Appointed premier in 2010 soon after Viktor Yanukovich was elected president, Mykola Azarov is to continue heading government until parliament approves a new premier and cabinet in coming days.
“It’s still not clear who will be the next prime minister,” said Kost Bondarenko, a political analyst who has advised Mr Yanukovich’s administration. “But there are candidates on the table that could more swiftly re-engage with the IMF.
Some local politicians and pundits predict Mr Yanukovich will in coming days propose for Mr Azarov to return as premier, betting that parliament will approve the candidacy and give his long-time ally a fresh mandate.
Among candidates, Mr Bondarenko pointed to outgoing deputy premiers Valery Khoroshkovsky and Sergiy Tigipko, deputy presidential administration chief Iryna Akimova and central bank head Sergiy Arbuzov.
“Formation of a new government is likely to be a matter of days,” said Dragon Capital, a Kiev-based investment bank, adding that the central bank governor Sergiy Arbuzov was widely tipped as a likely new PM.
A previous $15bn IMF loan was frozen in 2011 amid lacklustre reform efforts. Last week, Mr Azarov’s government formally asked the IMF to renew talks on a new programme. An IMF mission is scheduled to visit Kiev between December 7-17.

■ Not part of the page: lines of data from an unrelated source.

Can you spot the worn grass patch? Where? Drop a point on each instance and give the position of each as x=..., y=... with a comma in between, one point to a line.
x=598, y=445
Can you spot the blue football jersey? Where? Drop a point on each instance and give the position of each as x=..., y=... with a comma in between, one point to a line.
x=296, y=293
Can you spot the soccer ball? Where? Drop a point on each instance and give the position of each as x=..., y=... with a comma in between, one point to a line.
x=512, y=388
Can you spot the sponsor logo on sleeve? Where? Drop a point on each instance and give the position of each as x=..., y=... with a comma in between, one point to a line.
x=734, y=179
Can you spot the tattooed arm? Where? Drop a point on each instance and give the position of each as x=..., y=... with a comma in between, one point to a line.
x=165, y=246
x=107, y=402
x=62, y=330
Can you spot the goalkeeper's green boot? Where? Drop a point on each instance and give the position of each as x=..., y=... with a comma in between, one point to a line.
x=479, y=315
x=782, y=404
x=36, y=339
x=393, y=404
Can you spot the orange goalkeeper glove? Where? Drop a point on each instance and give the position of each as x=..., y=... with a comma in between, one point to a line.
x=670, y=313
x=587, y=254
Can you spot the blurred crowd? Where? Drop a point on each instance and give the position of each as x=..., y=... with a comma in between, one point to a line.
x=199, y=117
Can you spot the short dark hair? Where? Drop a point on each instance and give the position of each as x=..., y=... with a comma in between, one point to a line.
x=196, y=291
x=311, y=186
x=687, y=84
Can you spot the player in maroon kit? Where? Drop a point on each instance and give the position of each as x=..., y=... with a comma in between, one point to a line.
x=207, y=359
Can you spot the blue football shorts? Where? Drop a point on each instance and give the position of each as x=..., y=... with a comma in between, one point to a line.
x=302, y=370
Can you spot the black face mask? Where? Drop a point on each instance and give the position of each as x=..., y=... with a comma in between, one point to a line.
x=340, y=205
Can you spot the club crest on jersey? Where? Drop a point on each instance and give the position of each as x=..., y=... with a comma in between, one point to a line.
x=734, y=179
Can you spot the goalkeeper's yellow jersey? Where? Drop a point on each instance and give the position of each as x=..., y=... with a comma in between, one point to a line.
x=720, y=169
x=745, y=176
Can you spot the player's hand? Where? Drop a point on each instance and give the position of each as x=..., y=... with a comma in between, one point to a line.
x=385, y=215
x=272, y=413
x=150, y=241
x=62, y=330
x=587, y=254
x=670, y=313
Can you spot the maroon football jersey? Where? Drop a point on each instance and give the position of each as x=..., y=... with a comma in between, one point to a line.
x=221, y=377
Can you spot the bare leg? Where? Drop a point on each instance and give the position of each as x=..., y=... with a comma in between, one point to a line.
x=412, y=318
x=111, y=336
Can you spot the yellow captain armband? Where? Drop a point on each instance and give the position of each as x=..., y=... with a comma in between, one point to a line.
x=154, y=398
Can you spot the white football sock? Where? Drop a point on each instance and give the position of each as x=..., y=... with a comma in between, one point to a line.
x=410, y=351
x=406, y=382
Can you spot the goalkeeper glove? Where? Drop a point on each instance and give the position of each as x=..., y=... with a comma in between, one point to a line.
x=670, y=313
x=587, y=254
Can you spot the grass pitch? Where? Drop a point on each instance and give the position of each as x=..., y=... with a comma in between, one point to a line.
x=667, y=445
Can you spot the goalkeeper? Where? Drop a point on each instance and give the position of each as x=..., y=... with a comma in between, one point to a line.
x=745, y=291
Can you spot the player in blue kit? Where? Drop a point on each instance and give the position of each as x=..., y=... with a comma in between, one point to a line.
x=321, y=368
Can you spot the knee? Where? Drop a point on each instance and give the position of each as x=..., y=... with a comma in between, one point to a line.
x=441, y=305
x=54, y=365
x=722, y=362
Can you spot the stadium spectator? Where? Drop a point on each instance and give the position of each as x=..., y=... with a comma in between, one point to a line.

Mr Azarov has staunchly opposed elimination of costly subsidies on household natural gas prices, a key IMF loan condition. “His departure should therefore be positive for the upcoming talks with the Fund and makes a successful outcome more likely,” Dragon Capital added.
Turning 65 this month, Mr Azarov opted to serve in parliament in coming years rather than stay on as premier. He was elected to parliament on the ruling Party of Region’s party ticket in an October 28 election that was criticised by an OSCE-led observer mission as a step back from democratic progress made in prior years.
Mr Azarov’s government inherited an economy that was crawling out of a deep 2009 recession during which gross domestic product plunged by 15 per cent. Kiev posted moderate growth in 2010-2011. But the rebound ended this year amid waning demand for some of its biggest exports, foremost steel, and a domestic credit crunch.
Alexander Valchyshen, head of research at Kiev-based Investment Capital Ukraine has said that the country “desperately” needs fresh loans from the IMF as it must roll over about $10bn in external sovereign debt next year, including $5.9bn it owes to the IMF.
Yulia Tymoshenko, opposition leader and previous premier, was jailed under Mr Azarov’s premiership. Compounded with broader concerns about a roll-back in democracy under Mr Yanukovich rule, this soured relations with the EU and US.
Mr Azarov’s government also failed to convince Russia to reduce prices on natural gas imports that Ukraine’s economy depends so heavily upon as a fuel.
“A new government and a new PM will facilitate the process of negotiations with the IMF and pave the way for speedier re-engagement,” investment bank Renaissance Capital said.